Looking fresh... The NX1 Nexa3D resin printer that is selling for almost half the price (via Nexa3D)
Just when you think the ‘prosumer’ 3D printing trend will diminish, it just gets better… or perhaps just different. This new gadget, called the NX1 by Nexa3D, is set to hit the market in March 2016 will be the fastest 3D printer on the market – boasting a speed of only one minute for each cm at the highest resolution. This is the equivalent to at least 25 times faster than the fastest 3D printers on the market. Their website demonstrates them creating 1 inch high, 3D objects in about 3 mins at resolutions of about 120 microns. It’s certainly very different than the usual hours of waiting for a conventional 3D printer… however it is also more expensive.
It works using a hybrid, resin tank technology that uses light to harden special resin that is slowly extruded from the tank while mechanical arms move the object around – instead of an extrusion hose applying each layer. However, the NX1 does both by depositing resin in layers if the object size become too large. The printer has photo-curing resin in specialized cartridges that are changed in the similar way you would change a toner cartridge on a laser printer. It is also supposed to be self-cleaning and has a unibody construction that should hopefully avoid messy mishaps. It also automatically refills the cartridge with any unused resin.
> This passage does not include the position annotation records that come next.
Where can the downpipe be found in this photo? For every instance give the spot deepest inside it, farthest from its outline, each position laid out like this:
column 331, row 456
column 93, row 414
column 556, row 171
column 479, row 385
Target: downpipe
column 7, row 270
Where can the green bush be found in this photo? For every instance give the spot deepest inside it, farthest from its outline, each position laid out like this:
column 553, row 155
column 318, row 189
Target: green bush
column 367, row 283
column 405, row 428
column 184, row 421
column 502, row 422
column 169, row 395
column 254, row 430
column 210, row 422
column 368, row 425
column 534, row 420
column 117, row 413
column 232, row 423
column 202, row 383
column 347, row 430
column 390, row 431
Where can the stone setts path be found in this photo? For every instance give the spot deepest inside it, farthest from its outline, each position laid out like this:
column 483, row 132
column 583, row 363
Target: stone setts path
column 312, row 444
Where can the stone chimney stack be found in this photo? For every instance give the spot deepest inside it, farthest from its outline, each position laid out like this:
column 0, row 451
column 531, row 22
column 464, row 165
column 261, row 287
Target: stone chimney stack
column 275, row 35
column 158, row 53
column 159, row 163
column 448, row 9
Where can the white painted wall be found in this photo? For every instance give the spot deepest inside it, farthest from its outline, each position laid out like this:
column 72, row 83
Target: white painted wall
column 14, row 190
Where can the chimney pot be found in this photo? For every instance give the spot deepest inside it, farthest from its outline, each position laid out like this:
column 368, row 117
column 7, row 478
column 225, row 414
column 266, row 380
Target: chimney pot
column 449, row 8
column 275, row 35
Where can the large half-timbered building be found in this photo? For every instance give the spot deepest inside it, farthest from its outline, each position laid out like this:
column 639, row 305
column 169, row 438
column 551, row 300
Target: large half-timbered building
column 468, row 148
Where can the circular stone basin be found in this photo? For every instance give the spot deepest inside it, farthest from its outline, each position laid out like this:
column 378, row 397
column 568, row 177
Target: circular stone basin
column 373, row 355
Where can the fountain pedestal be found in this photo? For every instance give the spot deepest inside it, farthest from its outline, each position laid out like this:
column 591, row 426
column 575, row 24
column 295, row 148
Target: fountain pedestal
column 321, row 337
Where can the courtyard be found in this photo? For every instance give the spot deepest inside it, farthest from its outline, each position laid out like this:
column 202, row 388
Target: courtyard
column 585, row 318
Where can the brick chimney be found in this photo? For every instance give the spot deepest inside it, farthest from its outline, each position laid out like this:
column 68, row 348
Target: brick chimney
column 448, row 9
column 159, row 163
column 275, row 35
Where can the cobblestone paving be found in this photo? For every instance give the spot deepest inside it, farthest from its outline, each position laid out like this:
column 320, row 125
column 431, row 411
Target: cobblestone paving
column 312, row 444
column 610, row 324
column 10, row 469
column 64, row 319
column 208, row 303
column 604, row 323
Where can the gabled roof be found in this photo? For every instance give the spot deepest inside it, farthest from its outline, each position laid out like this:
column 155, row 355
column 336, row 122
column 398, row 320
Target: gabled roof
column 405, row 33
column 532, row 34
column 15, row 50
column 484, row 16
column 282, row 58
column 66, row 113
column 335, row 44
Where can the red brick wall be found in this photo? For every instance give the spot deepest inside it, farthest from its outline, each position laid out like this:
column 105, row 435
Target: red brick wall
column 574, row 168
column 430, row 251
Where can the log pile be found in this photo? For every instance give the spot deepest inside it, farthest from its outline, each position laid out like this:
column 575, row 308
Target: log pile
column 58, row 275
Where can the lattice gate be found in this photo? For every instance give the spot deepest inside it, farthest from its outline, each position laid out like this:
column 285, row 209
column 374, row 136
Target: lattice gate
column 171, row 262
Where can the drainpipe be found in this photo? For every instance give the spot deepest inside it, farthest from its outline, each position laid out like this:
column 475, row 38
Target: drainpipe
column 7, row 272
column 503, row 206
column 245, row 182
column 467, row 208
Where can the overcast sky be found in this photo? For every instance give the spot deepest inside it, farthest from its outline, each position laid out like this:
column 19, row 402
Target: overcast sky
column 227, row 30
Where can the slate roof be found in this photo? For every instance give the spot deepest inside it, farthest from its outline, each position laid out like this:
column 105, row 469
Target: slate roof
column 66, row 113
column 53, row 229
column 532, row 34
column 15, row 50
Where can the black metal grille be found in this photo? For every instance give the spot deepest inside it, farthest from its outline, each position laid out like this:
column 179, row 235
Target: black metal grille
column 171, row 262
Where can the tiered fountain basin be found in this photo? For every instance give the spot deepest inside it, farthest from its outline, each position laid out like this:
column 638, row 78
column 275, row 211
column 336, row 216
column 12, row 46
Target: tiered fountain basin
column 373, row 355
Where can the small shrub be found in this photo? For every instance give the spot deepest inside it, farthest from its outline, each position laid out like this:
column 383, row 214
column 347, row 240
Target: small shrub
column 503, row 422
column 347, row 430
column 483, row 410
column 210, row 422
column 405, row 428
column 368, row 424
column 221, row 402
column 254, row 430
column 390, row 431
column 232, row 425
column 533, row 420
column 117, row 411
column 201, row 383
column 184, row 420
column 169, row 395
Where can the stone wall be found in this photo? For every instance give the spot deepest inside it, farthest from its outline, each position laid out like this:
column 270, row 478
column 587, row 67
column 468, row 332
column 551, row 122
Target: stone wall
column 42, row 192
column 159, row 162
The NX1 can be pre-ordered now on their website (www.nexa3d.com) for €1,599. A pack of 3 resin cartridges and 3 self-lubricating films can be purchased for €300 with free shipping. There is no word on what the price will go up to after pre-ordering closes, but it was suspected to retail at $1,850. While this is not as cheap as a Makerbot, it is surprisingly cheaper than a similar Morpheus 3D printer that recently got funded on Kickstarter. This machine cost early birds a whopping $3,800! The Morpheus shipped out last month, so hopefully happy recipients will have had time to play with their new toy.
In addition to requiring resin cartridges, it also requires lubricating film that self-lubricate each sublayer so that your creation doesn’t stick to the build platform. This is what Nexa3D calls their, LSPc technology. The company said that they tested their printer for 500 hours so they are confident that it should work as expected. For now, it seems like the race is on for the next superfast printer. It also seems like what is new for today, is already obsolete as Morpheus 3D printer purchasers may be regretting not holding out for this deal… or the inevitable next deal.
The nice thing about the NX1 is that it has Bluetooth and WiFi built-in and already has apps that allow you to design and print from your phone, tablet, or laptop. It also seems to have less moving parts than most 3D printers, which could theoretically mean less opportunities for it to break down – but who knows. I kind of wonder who has the extra time and money to make good enough use of a 3D printer anyway. I suppose the other strange upside to this is that as newer 3D printers get released, you’ll be able to buy an old-gen 3D printer for the price of a Kindle.